Ao tratar do tema indústria, Gorz a interpreta como um processo de extração de sriquezas do trabalhador e da natureza e atualmente estão em uma nova crise: a ambiental e a do trabalho. Ambiental pela exploração dos recursos naturais até o seu esgotamento. A do trabalho pelas pressões da produção que esgotam tais recursos naturais, mas que geram renda e empregos apesar de uma porcentagem cada vez menor em função da automação.s
No Livro Gorz desenvolveu vários conceitos caros ao mundo moderno e contemporâneo e é um livro marcado pela preocupação ambiental.
O autor entende que a produção hoje em dia não é mais um problema. O seu desafio está na distribuição desta produção. A busca por racionalidade produtiva fez com que a relação custo do produto atrelado ao gasto com o trabalhador se tornasse algo dissociado. Como produzir necessita de cada vez mais racionalidade e eficiência produtiva, a indústria o faz em grande escala e a um custo cada vez menor. Isso inunda o mercado de produtos e que precisam ser vendidos para a atividade se manter. A saída para a atividade gerar lucro já não é a superexploração do trabalho sreduzindo a remuneração do trabalhador (pois isto tem um limite que é o retorno à escravidão) e nem forçar a venda do produto em outras áreas (já que muitas vezes estas áreas também estão ocupadas com a concorrência). A saída utilizada é investir no valor simbólico do produto: a publicidade, o design, a tradição ou inovação. É fornecer ao consumidor algo de quase metafísico. Tanto que muitas empresas atualmente estão mais preocupadas em gerenciar a marca do que a produção.
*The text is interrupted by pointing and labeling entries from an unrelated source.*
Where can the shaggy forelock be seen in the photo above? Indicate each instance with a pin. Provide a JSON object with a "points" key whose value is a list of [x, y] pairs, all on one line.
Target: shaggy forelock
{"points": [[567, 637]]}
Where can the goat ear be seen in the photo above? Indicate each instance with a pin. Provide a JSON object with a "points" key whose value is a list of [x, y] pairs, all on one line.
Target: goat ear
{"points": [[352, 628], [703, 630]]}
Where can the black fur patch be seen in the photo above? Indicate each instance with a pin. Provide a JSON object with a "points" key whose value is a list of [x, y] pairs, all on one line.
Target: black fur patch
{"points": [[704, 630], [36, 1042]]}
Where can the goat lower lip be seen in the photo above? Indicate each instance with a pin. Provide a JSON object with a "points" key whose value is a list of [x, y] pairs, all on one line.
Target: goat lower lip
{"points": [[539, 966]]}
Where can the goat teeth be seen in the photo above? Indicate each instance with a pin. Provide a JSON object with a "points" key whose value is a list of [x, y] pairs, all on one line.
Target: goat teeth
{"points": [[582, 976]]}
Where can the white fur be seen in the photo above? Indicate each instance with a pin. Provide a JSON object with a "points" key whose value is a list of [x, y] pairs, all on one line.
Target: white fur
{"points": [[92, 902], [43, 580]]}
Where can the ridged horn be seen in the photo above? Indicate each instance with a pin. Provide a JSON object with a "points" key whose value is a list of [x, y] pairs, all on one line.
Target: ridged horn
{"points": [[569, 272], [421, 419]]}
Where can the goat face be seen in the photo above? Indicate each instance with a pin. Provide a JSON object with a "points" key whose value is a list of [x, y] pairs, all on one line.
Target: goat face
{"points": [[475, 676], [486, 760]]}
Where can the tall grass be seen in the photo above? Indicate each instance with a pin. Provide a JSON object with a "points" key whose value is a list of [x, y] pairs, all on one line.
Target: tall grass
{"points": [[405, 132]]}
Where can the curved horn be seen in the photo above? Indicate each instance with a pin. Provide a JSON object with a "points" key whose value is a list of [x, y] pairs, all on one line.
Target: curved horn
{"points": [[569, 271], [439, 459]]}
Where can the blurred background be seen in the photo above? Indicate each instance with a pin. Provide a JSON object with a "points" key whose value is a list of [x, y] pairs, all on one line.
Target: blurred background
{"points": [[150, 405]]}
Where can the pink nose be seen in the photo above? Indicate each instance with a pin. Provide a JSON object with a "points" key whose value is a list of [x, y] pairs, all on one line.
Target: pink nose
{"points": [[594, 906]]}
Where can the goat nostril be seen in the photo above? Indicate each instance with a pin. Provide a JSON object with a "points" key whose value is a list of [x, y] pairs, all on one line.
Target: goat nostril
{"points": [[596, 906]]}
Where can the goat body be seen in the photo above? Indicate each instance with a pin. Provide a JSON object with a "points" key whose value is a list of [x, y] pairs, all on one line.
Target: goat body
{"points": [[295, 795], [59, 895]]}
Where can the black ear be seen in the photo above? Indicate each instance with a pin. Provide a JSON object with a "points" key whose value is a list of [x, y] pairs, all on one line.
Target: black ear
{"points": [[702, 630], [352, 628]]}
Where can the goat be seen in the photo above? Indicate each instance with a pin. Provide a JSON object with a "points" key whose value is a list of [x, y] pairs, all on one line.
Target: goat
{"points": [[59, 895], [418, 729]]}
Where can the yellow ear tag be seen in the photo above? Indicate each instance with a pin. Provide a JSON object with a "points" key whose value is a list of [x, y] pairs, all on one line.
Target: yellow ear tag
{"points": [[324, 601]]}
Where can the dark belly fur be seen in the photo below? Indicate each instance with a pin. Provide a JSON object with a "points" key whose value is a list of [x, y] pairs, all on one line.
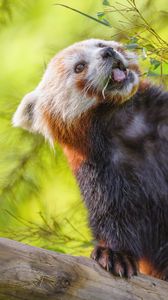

Entretanto, esta superprodução que a indústria contemporânea pode entregar (graças à automação de processos produtivos e de gestão) produz impacto levando ao esgotamento dos recursos naturais. Segundo o autor, a sociedade terá que lidar com esta situação via barbárie ou democracia.
O autor não deixa também de realizar uma crítica profunda sobre o proletariado, que desistiu (salvo alguns sindicatos ou organizações da sociedade) de ser o dono dos meios de produção e se deixou levar pelo sonho do assalariado e de outros benefícios hoje tratados como políticas de bem-estar social. A crítica sobre o proletariado vai além: este possui uma relação de certo antagonismo com o dono do capital, mas quando se avalia a questão ambiental, há uma cumplicidade: ambos defendem o aumento da produção da grande indústria responsável pelo paulatino esgotamento dos recursos naturais pelo fato de que quanto mais a indústria produz e vende, maior a garantia do trabalho e de alguns benefícios trabalhistas.
Outro fenômeno contemporâneo que o autor irá refletir é a financeirização do capitalismo produtivo. O autor faz uma avaliação de como o capitalismo contemporâneo vem se tornando independente da produção e buscando altas taxas de lucro na especulação financeira. Este excedente produtivo nem sempre retorna para o reinvestimento na produção. Ele adentra o mercado especulativo em busca de juros robustos e ao mesmo tempo gera bolhas especulativas que estão sempre desestabilizando a economia. Os investimentos muitas vezes são aplicados em empresas que são uma promessa futura de retorno do investido. Como é uma aplicação de alto risco (já que prever o futuro é sempre aberto ao imprevisto) o retorno do investido em altas taxas de juros, na maioria das vezes é bastante promissor e muitas vezes compensa o risco.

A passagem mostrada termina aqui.